I’m struggling so much…
I have an 11month old, and I have PND
I have 3 older teenagers of my own.
The whole pregnancy I feel like me and baby dad were bickering the whole time I put it down to hormones.
I just felt like he wasn’t very supportive.
Then baby was born and people made comments when they came over like he didn’t seem very helpful, or he seemed controlling (he’d say to me oh she needs her nappy done, or id be up and down hosting people while he sat holding the baby) i did everything again I’d make an excuse like it’s his first baby etc… now 11 months down the line he does do more - I still do majority but in mum that’s my roll right? We’ve had lots of arguments - he was living with me but I was paying all the bills .. he’d borrow money off me until his payday and then make out he was doing me a favour when he paid me back.

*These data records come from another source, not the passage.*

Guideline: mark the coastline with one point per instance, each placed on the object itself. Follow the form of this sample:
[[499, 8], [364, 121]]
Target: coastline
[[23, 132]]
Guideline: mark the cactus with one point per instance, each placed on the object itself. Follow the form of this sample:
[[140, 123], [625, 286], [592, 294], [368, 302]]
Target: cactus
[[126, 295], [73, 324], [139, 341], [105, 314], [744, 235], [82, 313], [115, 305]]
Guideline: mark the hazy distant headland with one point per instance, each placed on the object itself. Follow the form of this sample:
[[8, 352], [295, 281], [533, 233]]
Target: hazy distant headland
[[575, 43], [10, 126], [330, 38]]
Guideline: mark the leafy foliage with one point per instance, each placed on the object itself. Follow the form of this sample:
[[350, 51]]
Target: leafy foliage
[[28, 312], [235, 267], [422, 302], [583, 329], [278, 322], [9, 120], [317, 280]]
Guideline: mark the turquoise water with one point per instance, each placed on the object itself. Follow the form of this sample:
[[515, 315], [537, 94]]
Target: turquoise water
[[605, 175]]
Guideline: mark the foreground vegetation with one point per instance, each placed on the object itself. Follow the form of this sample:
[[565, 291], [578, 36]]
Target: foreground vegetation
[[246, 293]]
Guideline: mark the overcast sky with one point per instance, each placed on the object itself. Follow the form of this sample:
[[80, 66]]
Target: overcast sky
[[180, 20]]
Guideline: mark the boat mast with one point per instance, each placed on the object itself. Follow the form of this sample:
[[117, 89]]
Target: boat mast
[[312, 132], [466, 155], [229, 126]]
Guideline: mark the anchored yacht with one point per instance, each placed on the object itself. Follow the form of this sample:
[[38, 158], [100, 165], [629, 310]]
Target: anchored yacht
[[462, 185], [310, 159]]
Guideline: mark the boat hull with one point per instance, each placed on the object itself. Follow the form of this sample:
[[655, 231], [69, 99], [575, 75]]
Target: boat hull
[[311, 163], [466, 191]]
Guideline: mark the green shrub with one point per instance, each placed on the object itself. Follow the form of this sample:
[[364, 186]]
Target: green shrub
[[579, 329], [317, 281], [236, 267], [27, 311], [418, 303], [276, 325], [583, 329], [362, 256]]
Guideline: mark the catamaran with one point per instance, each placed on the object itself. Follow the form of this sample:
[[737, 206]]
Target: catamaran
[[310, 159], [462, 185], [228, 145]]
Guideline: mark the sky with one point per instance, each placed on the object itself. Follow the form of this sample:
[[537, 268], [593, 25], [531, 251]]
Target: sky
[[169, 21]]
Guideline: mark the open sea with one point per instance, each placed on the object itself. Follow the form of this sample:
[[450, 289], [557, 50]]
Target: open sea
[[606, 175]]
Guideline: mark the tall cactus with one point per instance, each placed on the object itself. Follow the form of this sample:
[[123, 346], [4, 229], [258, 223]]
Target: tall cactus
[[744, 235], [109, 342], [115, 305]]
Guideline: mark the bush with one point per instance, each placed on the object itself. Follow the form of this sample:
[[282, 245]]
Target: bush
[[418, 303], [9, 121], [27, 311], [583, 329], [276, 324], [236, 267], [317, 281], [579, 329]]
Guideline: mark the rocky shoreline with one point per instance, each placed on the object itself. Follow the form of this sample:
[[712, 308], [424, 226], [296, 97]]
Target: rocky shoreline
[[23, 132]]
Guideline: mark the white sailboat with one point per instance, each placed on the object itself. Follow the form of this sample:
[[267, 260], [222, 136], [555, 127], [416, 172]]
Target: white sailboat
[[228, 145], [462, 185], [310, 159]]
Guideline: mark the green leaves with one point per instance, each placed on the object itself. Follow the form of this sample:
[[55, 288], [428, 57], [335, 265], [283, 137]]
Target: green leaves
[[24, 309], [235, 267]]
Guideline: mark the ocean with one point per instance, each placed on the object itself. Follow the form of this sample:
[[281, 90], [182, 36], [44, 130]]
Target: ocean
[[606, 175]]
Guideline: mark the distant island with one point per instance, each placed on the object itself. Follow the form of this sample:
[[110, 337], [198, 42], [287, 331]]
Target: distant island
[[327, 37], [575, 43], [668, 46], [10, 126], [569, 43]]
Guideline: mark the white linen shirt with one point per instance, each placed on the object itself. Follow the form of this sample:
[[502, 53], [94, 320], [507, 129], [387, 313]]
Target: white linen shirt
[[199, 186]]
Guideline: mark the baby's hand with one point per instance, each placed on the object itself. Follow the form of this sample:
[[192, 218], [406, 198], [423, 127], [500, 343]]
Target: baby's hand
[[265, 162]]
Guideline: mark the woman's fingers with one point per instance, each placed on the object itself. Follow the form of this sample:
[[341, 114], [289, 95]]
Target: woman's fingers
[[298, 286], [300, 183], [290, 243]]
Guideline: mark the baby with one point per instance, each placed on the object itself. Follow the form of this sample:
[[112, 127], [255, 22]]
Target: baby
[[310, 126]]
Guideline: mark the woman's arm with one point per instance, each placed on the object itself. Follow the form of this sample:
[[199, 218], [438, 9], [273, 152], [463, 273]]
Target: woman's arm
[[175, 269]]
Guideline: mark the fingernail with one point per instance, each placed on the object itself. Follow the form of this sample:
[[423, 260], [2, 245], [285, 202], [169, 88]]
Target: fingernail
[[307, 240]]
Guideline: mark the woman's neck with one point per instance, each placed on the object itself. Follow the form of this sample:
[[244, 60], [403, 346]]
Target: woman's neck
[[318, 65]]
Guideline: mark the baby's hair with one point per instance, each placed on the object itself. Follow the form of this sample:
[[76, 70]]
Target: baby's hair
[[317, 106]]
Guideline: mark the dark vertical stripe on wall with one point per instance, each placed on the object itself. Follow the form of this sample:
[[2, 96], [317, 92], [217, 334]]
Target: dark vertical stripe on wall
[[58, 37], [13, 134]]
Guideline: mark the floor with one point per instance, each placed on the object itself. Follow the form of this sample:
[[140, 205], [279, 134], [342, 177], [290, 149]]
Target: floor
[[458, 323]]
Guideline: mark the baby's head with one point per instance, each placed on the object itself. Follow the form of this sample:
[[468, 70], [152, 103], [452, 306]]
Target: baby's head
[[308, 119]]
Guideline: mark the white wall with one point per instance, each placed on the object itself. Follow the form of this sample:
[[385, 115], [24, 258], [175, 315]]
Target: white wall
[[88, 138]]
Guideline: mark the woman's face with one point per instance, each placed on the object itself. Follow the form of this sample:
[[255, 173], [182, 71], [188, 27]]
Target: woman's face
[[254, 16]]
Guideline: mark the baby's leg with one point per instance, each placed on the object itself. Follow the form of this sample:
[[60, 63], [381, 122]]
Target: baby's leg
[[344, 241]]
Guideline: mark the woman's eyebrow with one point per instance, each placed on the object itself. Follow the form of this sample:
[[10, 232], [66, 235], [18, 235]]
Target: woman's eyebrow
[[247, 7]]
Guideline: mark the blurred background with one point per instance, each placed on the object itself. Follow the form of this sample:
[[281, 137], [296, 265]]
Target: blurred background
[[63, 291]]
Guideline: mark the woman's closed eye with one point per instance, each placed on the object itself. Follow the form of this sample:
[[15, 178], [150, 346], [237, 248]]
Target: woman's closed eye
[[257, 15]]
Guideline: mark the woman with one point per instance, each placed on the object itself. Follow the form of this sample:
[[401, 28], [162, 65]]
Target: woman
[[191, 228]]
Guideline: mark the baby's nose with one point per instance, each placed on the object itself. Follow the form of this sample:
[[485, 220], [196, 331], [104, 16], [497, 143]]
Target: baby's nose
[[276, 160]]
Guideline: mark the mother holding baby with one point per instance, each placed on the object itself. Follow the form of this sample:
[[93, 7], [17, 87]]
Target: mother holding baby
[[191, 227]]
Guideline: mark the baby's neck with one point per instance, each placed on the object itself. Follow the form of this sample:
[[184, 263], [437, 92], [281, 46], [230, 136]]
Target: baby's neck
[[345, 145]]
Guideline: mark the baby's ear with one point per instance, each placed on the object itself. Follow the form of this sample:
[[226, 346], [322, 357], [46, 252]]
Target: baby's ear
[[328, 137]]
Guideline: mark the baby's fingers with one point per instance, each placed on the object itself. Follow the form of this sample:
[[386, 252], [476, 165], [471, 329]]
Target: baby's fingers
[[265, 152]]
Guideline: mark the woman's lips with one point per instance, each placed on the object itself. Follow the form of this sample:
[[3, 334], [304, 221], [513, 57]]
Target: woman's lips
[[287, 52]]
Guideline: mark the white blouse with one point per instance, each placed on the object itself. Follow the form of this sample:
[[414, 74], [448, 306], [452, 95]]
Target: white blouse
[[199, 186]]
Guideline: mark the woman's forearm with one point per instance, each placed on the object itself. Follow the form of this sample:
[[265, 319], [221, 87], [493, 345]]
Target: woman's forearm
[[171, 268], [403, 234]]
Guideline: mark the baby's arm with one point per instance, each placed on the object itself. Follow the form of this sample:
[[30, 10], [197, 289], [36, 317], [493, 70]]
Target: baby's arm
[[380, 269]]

He doesn’t really have any bills spend his wages on fags, 🍃 sometimes, and just day to day.
I’ve gone back to work baby goes to a nursery and he has her 1 day in the week that he has off.
I dunno I look at the relationship and think what do you offer me? We haven’t had sex since I got pregnant, we’re not affectionate unless it’s a cuddle or a kiss…. And then when I raise this all with him he says he’s trying and he wants his family and that I’m breaking it up etc
Am I stupid or am I being hard on him I can’t work it out my head is a MESS!!